Six hours was all it took, and a million little moments each day take me back. They inspire me to spend fifteen minutes every few days building ways to reach someone who needs to hear just the right thing in that moment, through my own random volition or through the Spirit (which is really the case, let’s be honest here). As much as my heart hurts from feeling this struggle each of these last 79 days, those six hours were a life time of love. So here’s where this takes me today:

What things have you overlooked in your daily struggles that were a blessing in the end? How many times did you take something for granted only to realize how powerful it was when it was gone? I know I do this every single day. Every. Damn. One. Live each day and take everything you can from it, because you never know when it ends. Six hours comes and goes in the blink of an eye, but for us it lasts forever because we were present right then and there. Take advantage of the people you have in your life, folks. They won’t be in your arms forever

One thought on “This is Life Now

  1. BJ,

    Thank you for continuing to write. I have such a deep respect for you and Cassy and hurt for your loss. I think it is so important for those who have had a huge loss such as this to express that feeling of gratefulness if what you did have. Jonah has taught you, and others, so much! He continues to, through your writing.
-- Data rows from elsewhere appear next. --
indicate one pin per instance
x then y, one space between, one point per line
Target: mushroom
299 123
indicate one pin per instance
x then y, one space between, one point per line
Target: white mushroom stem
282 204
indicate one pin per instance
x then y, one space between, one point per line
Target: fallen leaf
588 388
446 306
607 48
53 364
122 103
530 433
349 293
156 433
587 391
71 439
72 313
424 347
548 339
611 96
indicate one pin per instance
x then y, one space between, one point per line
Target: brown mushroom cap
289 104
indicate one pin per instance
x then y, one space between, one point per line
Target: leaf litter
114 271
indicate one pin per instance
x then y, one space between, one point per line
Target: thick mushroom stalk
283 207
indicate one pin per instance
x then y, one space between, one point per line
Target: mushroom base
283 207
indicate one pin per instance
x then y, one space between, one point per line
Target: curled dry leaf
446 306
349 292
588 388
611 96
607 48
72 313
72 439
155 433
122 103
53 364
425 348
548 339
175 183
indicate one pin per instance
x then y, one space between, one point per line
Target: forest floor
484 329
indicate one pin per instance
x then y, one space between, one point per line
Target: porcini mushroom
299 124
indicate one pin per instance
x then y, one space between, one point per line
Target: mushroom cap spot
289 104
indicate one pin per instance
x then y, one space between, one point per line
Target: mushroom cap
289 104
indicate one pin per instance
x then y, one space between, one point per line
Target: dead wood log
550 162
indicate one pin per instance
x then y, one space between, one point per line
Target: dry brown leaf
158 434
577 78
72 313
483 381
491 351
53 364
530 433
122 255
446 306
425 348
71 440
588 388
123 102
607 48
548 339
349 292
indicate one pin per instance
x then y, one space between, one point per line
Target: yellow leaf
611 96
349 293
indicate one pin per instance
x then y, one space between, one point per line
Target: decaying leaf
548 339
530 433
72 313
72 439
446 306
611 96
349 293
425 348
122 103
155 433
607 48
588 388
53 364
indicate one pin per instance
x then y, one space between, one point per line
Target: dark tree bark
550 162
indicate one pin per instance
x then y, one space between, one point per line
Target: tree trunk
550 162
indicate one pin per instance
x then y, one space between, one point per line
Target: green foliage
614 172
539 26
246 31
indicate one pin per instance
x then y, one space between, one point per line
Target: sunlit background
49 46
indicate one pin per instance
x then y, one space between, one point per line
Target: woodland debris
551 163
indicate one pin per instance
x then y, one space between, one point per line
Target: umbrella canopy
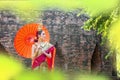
25 38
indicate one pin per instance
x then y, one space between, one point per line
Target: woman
43 53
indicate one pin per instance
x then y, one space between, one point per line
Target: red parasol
25 38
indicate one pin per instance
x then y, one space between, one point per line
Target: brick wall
75 46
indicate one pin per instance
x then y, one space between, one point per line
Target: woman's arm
34 51
48 55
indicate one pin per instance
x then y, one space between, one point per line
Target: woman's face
42 35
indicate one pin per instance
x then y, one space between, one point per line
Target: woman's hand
48 55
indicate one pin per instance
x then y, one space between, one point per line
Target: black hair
37 33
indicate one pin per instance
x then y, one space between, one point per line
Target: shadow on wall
96 61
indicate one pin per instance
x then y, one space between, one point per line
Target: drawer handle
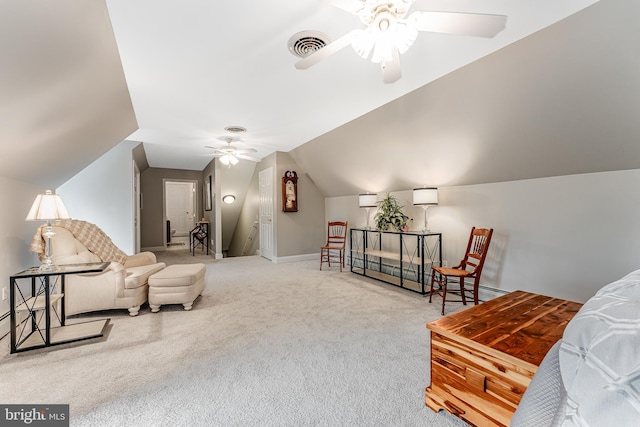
475 379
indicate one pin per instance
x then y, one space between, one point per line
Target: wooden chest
483 358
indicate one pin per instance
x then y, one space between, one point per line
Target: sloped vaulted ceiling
65 101
562 101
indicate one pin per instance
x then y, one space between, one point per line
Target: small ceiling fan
390 31
229 154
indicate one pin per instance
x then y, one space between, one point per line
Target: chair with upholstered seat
333 250
469 268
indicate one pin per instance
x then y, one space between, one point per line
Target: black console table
41 298
403 259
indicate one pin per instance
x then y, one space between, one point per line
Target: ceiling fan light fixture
382 38
229 160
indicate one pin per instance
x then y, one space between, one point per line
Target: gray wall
102 193
248 214
302 232
151 216
562 236
15 235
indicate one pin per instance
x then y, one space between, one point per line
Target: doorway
265 182
180 208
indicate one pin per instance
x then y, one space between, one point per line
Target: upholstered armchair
122 285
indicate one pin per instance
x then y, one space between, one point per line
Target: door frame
269 173
164 204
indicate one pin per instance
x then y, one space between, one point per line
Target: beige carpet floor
265 345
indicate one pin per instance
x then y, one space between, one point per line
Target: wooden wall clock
290 192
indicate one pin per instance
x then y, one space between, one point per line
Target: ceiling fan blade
391 69
465 24
242 156
245 151
351 6
326 51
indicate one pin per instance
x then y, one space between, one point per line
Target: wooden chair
333 250
469 268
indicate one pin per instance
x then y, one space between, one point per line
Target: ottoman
176 284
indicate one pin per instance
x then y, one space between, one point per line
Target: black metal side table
37 303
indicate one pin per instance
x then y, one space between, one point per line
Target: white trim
296 258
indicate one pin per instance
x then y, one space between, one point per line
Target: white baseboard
296 258
153 249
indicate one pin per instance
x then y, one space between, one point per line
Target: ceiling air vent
304 43
235 129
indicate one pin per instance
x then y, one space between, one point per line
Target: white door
180 209
265 182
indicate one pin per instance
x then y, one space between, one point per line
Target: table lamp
425 197
367 201
47 207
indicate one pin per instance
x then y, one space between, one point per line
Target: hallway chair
333 250
469 268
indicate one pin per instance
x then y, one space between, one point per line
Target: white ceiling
197 66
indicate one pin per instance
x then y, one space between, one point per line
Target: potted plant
390 214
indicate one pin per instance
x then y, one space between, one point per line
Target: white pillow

We don’t always get to know why; but I believe one day, when we are done here, it will all be made clear when we are in His presence. I have a dear friend in his last days on earth, and am talking with him a lot about what is next for him. It is sad, and his family will feel this terrible hole in their lives; but I am so glad for every minute I am seeing him and talking with him. Cherishing every second. Life isn’t fair – but I believe it all becomes fair after death and all the suffering is gone and the reward is in front of us. Bless you!